The Poverty Simulation is part of Community Engagement I, a fall class that introduced 81 first-year dental students to public dental health, says William D. Bailey, DDS, MPH, CU School of Dental Medicine Chair, Department of Community Dentistry and Population Health.
“We want our students to be aware of the barriers and inequities in accessing dental and health care,” says Bailey, adding that the hands-on Poverty Simulation experience is more powerful than any lecture.
The goals of the simulation were to raise students’ awareness of the realities of poverty, while helping them understand stereotypes and misconceptions about low-income families, says Deidre Callanan, RDH, DC, MPH, a CU School of Dental Medicine Clinical Instructor, Community Engagement.
“The hope is that students now understand some of the barriers and frustrations to accessing services, including health and dental care for those with limited resources,” Callanan says. “We want our students to graduate with a deeper understanding, respect and compassion for their patients while they are out in the community, in the school clinics and when they become practicing dentists.”
How the simulation works
At the start of the Poverty Simulation, students received packets and worked in groups as makeshift families.
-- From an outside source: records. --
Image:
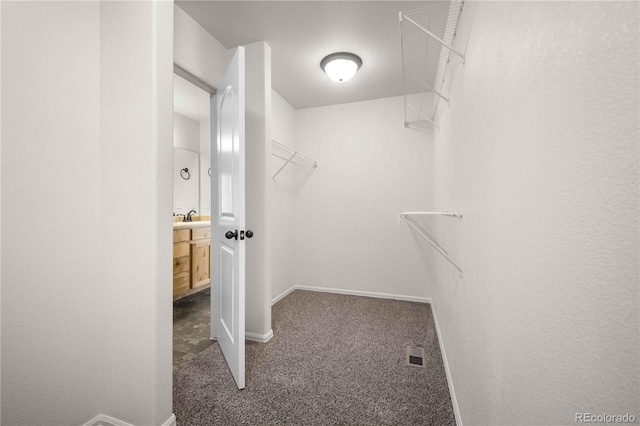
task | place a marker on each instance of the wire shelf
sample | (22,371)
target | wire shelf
(290,156)
(426,37)
(410,218)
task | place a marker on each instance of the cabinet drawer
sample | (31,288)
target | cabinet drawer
(181,235)
(181,264)
(180,283)
(180,250)
(200,233)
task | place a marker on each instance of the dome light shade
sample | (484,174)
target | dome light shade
(341,66)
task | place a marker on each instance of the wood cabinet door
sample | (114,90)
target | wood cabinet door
(200,264)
The packets provided them descriptions of family members, their ages, employment situation, health status, income and monthly bills. Some families owned vehicles; others could only use bus passes to get where they needed to go.
Their tasks? They had to provide food, shelter and basic necessities for a month. They also received information on resources that would help them survive. About 20 community volunteers represented various agencies that could provide services for these families – from food and rent assistance to childcare. Each 15 minutes of the simulation represented a week in their lives.
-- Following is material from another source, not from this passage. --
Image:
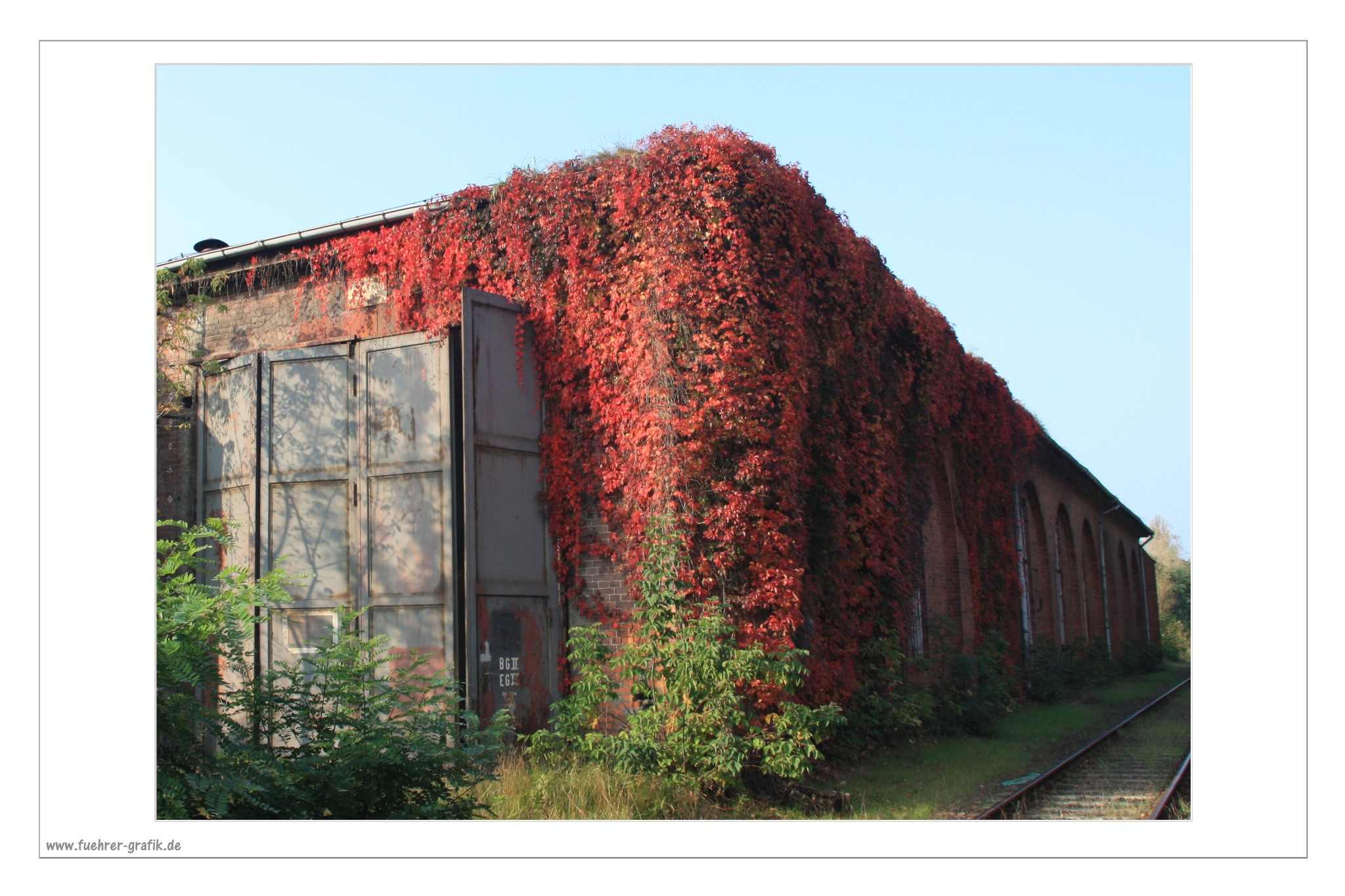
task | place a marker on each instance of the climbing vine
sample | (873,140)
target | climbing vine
(713,337)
There also was a bank, an employer, a juvenile detention center, utility and mortgage companies, a pawnshop, and a health care clinic, among other businesses and agencies.
The students represented four different types of families during the simulation. They included a family of four or five; some had two parents and others were single parents with children. Some students posed as elderly single people with health issues and little family support.
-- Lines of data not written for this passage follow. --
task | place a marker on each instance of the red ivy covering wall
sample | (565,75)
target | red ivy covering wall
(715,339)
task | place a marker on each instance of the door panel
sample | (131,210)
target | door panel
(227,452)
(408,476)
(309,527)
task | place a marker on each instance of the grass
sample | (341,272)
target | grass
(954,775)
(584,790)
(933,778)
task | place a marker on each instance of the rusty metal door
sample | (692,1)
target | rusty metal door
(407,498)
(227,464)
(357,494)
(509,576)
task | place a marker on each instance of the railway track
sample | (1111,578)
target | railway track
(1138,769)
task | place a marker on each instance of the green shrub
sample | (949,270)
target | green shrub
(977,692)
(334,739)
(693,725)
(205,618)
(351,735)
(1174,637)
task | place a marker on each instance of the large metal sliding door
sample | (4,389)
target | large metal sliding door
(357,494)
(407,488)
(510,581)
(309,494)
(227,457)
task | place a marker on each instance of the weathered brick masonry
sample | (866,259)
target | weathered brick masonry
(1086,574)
Dental student Ryan Koster, 22, was surprised to find out he was a pregnant 16-year-old girl.
“I’m due in two months, we just got evicted and I’m not doing too hot,” says Koster, adding that he’s had no access to health care. “It’s crazy, it’s eye-opening. It’s a lot more interactive than I thought. This experience has helped me understand different people and situations. This will make me a better dentist.”
A family in crisis
For the family of Margaret, Miles, Melinda and Mandy, the struggles resonated with the dental students who played their parts.
“It definitely gives you a different perspective of how people live,” says Hassanain Zaheer, 23, who was15-year-old Mandy. “This simulation helps us understand the hoops people have to go through. This is the first time I’ve done anything like this – it’s a unique experience.”
Stanford Smith, 29, who represented Miles, the father, said he gained new insight as the only wage earner in a large family.
“I didn’t know what we were going to do – it was hard to get things done and you had to learn to work the system,” he says. “It was so frustrating because you’re trying to do everything, but the lines were long and you couldn’t get stuff done.”
He says the experience helped him understand the complexities low-income families face every day.
“This is a great program – it really made me see what it’s like to live on minimum wage,” he says. “It makes me want to do more and help the people I see as patients.”
While her “family” faced challenging life situations and tough decisions, Messay Ibrahim, 25, said she didn’t realize life could be so difficult.
“As Melinda, I’m unemployed and I tried to get a job, but I couldn’t,” she said. “It was just so hard trying to pay our bills and we still got evicted. We just had so many things thrown at us.”
She says the experience will make her a better dentist.
“It helps us to know where our patients are coming from and all the emotions and stress that comes with living in poverty,” she says. “The one thing I did like was that our family did try to work together to overcome all our challenges – and I’m thankful for that.”